Sepertinya, Peter sudah menceritakan apa yang terjadi hari ini pada keempat temannya.

"Lalu, kenapa bisa dia diikuti sosok kegelapan itu jika dia memiliki tameng dalam jiwanya?" tanya Oliv.

Alex yang sedari tadi diam tiba – tiba mengeluarkan suara, "karena sebentar lagi dia berusia tujuh belas tahun."

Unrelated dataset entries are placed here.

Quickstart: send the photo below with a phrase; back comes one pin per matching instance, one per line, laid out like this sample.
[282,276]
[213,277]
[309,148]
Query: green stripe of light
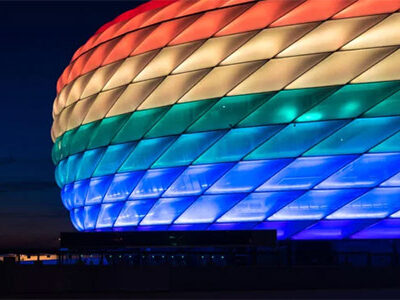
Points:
[312,104]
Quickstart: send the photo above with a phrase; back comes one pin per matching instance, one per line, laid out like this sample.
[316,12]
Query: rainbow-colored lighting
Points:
[235,114]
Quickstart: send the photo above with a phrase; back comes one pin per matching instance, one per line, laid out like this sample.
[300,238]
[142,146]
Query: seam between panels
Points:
[383,99]
[384,17]
[367,190]
[347,121]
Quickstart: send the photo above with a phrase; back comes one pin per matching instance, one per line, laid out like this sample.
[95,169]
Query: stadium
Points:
[234,115]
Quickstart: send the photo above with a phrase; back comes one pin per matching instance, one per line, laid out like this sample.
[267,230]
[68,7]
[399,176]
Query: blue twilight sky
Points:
[37,42]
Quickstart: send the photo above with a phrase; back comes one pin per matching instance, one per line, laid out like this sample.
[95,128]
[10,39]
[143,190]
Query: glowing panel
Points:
[392,144]
[98,187]
[208,24]
[220,48]
[129,69]
[98,80]
[268,43]
[179,117]
[167,60]
[164,33]
[90,216]
[108,214]
[312,10]
[196,179]
[133,212]
[368,7]
[258,206]
[286,105]
[393,181]
[245,176]
[350,101]
[388,107]
[113,157]
[207,209]
[138,124]
[383,70]
[316,204]
[259,16]
[166,210]
[77,218]
[80,189]
[331,35]
[228,111]
[89,161]
[187,148]
[172,88]
[376,204]
[212,86]
[237,143]
[340,67]
[102,104]
[305,172]
[295,139]
[367,171]
[155,182]
[106,130]
[380,35]
[276,74]
[357,136]
[122,186]
[145,153]
[67,194]
[133,96]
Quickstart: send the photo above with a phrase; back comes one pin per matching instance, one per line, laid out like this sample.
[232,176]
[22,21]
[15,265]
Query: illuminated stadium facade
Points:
[235,114]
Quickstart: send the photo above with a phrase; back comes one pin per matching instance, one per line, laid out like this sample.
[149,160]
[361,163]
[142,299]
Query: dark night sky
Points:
[37,42]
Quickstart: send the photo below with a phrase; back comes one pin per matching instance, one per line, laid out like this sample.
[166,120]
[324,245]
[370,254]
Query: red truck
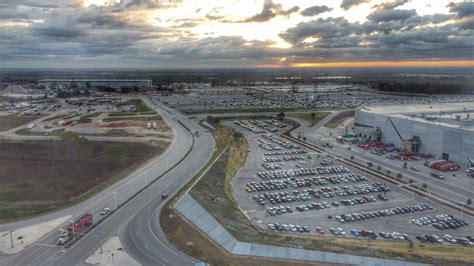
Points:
[78,224]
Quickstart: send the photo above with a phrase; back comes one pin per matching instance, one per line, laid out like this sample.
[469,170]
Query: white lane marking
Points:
[45,245]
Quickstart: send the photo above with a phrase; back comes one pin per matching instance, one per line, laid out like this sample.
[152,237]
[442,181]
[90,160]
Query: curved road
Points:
[137,222]
[191,153]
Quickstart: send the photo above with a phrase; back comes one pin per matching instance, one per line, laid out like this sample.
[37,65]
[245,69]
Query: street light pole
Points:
[115,197]
[11,237]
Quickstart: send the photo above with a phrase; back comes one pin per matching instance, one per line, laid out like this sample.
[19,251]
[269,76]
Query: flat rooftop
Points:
[420,108]
[454,115]
[96,80]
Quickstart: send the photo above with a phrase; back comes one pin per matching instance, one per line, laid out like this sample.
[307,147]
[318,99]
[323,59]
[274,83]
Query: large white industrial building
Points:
[443,130]
[94,83]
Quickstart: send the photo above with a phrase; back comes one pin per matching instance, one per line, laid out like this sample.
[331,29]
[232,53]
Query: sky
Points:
[235,33]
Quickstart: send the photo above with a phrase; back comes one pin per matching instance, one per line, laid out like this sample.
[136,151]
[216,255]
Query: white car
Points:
[105,211]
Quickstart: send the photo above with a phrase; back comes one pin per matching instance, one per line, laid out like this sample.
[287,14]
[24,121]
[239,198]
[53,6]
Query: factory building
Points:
[95,83]
[444,130]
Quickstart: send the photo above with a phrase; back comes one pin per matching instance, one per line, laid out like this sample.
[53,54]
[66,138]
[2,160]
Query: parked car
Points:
[105,211]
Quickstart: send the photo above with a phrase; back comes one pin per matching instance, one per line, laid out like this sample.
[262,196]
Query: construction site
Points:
[438,130]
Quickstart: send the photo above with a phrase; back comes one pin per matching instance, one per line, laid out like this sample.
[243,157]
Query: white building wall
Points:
[435,139]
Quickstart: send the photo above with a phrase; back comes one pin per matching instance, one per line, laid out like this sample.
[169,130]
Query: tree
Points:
[281,115]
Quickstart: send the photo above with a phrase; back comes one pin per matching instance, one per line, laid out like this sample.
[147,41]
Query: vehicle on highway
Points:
[105,211]
[437,175]
[64,239]
[80,223]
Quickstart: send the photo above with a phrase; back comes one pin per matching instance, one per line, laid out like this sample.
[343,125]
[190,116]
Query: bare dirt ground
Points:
[9,121]
[26,236]
[43,175]
[111,253]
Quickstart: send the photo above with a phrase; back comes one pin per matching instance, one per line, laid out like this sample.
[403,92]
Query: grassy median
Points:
[311,117]
[40,176]
[214,193]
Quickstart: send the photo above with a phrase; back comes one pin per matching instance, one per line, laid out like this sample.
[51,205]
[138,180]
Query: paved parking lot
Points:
[282,183]
[322,96]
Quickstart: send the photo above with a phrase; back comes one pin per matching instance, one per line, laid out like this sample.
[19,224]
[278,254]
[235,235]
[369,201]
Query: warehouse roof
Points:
[454,115]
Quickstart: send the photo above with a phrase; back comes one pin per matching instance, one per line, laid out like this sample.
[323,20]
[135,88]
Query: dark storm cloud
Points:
[30,3]
[463,9]
[330,27]
[60,32]
[269,11]
[118,35]
[390,15]
[347,4]
[389,34]
[390,5]
[315,10]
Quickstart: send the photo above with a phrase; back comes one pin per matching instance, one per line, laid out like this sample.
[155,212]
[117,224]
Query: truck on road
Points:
[80,223]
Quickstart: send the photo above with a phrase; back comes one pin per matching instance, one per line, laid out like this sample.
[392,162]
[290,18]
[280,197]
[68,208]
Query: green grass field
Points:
[311,117]
[39,176]
[214,193]
[8,122]
[140,106]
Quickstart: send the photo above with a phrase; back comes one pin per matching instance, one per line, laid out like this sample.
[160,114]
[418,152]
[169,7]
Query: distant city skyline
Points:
[244,33]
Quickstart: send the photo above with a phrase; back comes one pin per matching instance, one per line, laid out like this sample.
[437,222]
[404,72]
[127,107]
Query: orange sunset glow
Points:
[449,63]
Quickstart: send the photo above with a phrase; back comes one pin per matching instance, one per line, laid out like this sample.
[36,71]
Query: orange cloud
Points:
[439,63]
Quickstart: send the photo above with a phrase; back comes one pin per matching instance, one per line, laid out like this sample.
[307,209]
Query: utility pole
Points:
[115,197]
[11,238]
[73,233]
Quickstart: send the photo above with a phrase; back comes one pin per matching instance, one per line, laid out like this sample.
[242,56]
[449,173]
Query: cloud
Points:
[391,15]
[315,10]
[321,28]
[463,9]
[269,11]
[347,4]
[390,5]
[67,33]
[59,32]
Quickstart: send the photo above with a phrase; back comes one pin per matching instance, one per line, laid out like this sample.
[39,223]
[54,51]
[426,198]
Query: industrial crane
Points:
[404,143]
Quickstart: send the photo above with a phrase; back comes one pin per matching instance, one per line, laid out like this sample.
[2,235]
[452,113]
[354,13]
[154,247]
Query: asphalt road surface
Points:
[137,221]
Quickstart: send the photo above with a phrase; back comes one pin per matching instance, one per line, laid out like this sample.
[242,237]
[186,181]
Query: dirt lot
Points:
[8,122]
[39,176]
[335,121]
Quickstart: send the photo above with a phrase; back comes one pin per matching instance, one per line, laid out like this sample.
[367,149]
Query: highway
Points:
[137,220]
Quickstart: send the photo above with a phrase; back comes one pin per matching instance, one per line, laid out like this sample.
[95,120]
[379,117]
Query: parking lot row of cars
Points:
[267,145]
[348,218]
[440,221]
[465,241]
[271,166]
[278,184]
[288,152]
[265,125]
[285,158]
[304,172]
[280,142]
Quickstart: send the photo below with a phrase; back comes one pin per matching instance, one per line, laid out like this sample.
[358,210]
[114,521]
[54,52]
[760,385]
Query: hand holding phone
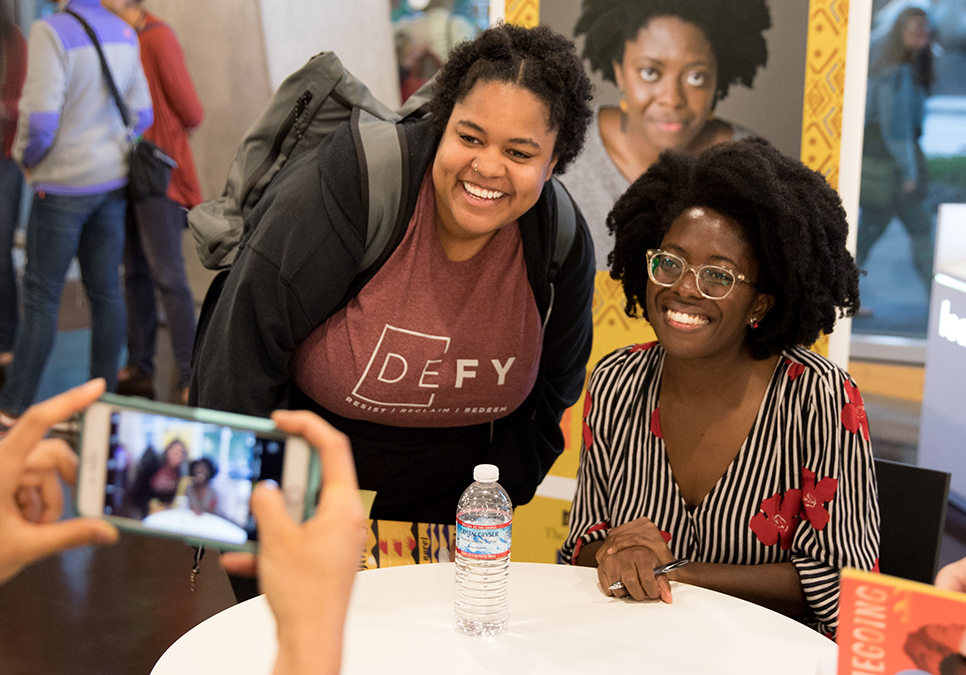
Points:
[31,498]
[306,569]
[188,473]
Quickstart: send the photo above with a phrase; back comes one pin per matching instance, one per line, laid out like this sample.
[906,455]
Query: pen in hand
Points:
[663,569]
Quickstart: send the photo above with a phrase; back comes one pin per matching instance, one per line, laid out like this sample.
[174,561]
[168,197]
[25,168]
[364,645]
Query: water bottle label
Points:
[483,542]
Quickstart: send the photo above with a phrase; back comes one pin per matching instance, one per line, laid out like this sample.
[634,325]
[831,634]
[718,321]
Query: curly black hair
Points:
[541,61]
[733,27]
[792,218]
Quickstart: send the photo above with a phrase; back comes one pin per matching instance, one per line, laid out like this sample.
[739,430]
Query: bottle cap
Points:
[486,473]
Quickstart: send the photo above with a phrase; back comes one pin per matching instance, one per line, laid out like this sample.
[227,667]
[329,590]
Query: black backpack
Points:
[307,107]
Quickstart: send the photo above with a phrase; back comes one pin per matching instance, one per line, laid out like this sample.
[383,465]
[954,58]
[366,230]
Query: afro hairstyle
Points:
[539,60]
[790,216]
[733,27]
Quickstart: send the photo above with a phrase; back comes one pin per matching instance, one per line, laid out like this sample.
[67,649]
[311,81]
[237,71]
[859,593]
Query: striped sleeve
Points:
[590,513]
[839,500]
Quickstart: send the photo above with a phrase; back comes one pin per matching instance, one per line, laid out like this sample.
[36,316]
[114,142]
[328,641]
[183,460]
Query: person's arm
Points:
[528,441]
[302,256]
[589,513]
[137,96]
[31,496]
[43,96]
[307,569]
[843,533]
[15,75]
[895,101]
[161,44]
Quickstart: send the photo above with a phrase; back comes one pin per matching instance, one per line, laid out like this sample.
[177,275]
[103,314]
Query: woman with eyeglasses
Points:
[726,442]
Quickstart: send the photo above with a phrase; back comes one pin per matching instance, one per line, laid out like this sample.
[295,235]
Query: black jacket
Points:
[296,270]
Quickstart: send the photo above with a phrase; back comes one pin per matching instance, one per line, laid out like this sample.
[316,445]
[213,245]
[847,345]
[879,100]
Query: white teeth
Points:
[481,193]
[689,319]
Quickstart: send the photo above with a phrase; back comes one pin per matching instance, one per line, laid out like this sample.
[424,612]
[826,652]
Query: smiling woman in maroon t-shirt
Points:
[460,349]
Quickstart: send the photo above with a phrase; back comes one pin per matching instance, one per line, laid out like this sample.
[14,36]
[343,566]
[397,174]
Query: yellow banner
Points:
[828,23]
[524,13]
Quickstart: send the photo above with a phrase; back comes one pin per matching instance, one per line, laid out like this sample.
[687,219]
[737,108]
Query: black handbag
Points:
[149,167]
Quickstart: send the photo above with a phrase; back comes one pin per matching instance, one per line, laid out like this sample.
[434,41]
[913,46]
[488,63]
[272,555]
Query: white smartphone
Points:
[187,473]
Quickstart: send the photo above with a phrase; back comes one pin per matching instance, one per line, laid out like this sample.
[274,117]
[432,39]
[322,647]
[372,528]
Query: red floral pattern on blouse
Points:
[794,369]
[814,498]
[779,520]
[853,412]
[588,434]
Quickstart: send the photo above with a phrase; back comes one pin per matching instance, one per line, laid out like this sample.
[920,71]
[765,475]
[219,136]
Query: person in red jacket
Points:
[13,70]
[153,254]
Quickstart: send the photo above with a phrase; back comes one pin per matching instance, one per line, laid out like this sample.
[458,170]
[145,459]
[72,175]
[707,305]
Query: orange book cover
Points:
[891,626]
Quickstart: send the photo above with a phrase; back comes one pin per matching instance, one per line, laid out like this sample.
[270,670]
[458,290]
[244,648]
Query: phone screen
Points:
[188,477]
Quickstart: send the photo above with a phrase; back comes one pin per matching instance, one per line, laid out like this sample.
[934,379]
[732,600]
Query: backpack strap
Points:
[566,229]
[382,182]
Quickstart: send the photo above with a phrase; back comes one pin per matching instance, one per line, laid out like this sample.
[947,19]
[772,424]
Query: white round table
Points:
[401,621]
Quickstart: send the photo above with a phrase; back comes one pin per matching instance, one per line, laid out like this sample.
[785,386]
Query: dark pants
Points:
[153,258]
[11,184]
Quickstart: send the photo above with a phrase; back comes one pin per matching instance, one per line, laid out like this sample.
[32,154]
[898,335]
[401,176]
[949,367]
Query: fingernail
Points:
[105,536]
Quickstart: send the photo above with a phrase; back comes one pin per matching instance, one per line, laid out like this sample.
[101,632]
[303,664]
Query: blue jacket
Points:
[70,134]
[898,105]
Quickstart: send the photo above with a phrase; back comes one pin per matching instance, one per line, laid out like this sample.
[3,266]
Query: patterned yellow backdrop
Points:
[541,526]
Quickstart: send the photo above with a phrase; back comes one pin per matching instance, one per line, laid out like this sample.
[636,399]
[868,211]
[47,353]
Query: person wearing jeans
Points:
[153,256]
[13,70]
[60,227]
[73,147]
[11,183]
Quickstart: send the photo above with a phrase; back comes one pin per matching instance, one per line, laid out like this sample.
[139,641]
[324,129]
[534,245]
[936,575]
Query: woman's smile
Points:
[495,156]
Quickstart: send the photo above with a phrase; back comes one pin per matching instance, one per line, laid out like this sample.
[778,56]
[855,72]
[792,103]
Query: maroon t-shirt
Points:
[429,342]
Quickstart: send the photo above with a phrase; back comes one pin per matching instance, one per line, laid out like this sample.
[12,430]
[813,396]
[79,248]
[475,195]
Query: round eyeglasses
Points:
[713,282]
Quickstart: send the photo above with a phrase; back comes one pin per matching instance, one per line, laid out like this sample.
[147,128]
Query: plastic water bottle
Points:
[484,518]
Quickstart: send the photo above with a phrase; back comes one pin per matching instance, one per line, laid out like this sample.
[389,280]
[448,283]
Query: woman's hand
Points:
[306,570]
[952,577]
[31,496]
[629,555]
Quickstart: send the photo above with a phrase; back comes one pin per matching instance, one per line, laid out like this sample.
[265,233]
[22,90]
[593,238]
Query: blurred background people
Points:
[153,257]
[202,497]
[895,177]
[157,480]
[73,146]
[306,569]
[673,61]
[13,70]
[425,39]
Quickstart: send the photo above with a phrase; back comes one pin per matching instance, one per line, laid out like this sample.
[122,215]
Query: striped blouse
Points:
[801,489]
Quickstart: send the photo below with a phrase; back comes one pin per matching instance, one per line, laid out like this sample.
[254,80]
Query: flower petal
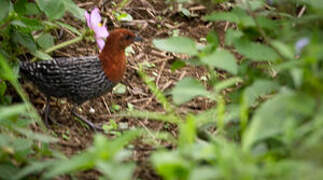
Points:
[87,18]
[101,32]
[95,18]
[100,43]
[300,44]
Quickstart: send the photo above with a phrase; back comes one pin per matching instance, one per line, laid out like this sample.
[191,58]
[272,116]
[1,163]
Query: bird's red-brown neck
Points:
[114,63]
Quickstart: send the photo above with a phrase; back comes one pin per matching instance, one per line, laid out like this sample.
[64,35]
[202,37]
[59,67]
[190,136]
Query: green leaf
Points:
[20,6]
[25,40]
[32,9]
[171,165]
[231,35]
[5,8]
[297,75]
[284,49]
[23,7]
[74,9]
[7,170]
[222,16]
[187,134]
[54,9]
[186,89]
[222,59]
[177,45]
[45,41]
[255,51]
[275,114]
[119,89]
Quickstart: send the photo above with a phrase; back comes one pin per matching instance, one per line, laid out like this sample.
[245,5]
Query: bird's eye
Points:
[128,37]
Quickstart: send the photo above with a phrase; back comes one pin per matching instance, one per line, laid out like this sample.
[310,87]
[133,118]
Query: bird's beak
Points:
[138,38]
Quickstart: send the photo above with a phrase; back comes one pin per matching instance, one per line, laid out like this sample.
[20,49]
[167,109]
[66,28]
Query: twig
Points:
[160,73]
[262,32]
[301,12]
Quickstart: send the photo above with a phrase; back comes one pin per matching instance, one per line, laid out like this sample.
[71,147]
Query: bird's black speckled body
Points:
[77,79]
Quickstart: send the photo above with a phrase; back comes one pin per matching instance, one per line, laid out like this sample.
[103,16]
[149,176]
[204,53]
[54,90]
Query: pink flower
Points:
[94,22]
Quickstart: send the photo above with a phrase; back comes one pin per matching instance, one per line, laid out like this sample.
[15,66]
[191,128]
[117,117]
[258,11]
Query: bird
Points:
[81,78]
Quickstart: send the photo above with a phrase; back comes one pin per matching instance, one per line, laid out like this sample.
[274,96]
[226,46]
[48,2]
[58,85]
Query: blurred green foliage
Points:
[268,126]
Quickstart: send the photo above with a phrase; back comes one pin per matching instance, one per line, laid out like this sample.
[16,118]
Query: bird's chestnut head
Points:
[121,38]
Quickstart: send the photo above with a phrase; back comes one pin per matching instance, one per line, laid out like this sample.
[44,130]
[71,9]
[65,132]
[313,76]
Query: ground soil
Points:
[151,20]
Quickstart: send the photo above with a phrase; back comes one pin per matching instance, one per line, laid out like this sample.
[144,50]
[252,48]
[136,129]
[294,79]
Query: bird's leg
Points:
[46,112]
[89,123]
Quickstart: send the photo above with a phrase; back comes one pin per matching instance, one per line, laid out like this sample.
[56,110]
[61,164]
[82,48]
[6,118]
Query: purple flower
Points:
[300,44]
[94,22]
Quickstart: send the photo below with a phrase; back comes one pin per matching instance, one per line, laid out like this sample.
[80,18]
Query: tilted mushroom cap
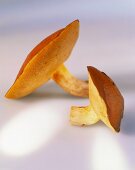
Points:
[106,102]
[44,60]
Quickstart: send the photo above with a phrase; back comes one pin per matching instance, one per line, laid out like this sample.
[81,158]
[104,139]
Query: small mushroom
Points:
[45,61]
[106,103]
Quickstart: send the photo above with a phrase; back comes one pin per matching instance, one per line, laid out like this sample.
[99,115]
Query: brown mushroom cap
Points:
[44,60]
[111,96]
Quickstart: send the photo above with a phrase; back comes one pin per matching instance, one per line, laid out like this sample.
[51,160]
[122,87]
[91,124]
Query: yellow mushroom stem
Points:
[83,116]
[69,83]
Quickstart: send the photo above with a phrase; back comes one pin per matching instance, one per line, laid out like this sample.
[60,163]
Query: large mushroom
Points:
[106,102]
[46,61]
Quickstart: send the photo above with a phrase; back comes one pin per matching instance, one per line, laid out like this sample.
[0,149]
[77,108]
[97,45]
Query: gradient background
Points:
[34,131]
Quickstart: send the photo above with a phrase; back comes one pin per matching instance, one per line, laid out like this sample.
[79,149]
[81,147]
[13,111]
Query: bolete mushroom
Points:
[45,61]
[106,102]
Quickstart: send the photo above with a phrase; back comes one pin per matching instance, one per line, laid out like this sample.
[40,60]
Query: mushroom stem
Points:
[69,83]
[83,116]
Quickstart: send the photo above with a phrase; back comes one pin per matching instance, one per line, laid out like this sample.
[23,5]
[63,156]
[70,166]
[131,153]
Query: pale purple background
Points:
[35,133]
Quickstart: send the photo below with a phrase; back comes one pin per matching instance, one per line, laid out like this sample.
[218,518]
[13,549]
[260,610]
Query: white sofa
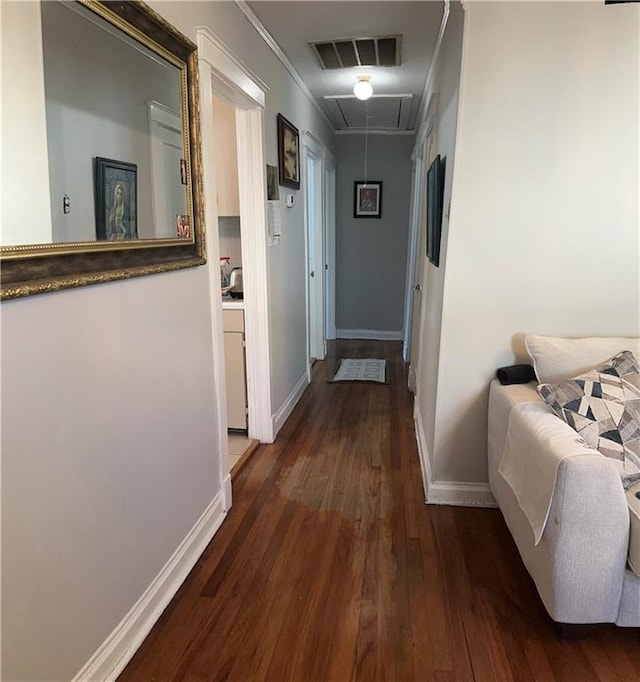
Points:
[582,551]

Mereka semua langsung mengerti.

"Kita tak bisa merasakan keberadaannya hingga tameng itu hilang sepenuhnya, sosok kegelapan lebih dulu mengetahui keberadaan gadis itu karena kekuatannya saat ini jauh lebih besar setelah membuat perjanjian dengan iblis," lanjut Peter.

Semua menyetujui hal itu.

"Jadi, kita harus membuat rencana. Jangan muncul di hadapannya secara bersamaan. Kita bisa muncul satu per satu untuk berkenalan dengannya. Agar saat kita semua menemuinya dia tidak akan kaget dan merasa ketakutan. Selama itu juga, kita harus sebisa mungkin melindunginya. Kita akan bergantian terkecuali di sekolah, Brian akan menjaganya," usul Clara.

Lagi-lagi mereka semua setuju. Mereka mulai menyusun rencana untuk bertemu dengan Lidya tanpa membuatnya curiga.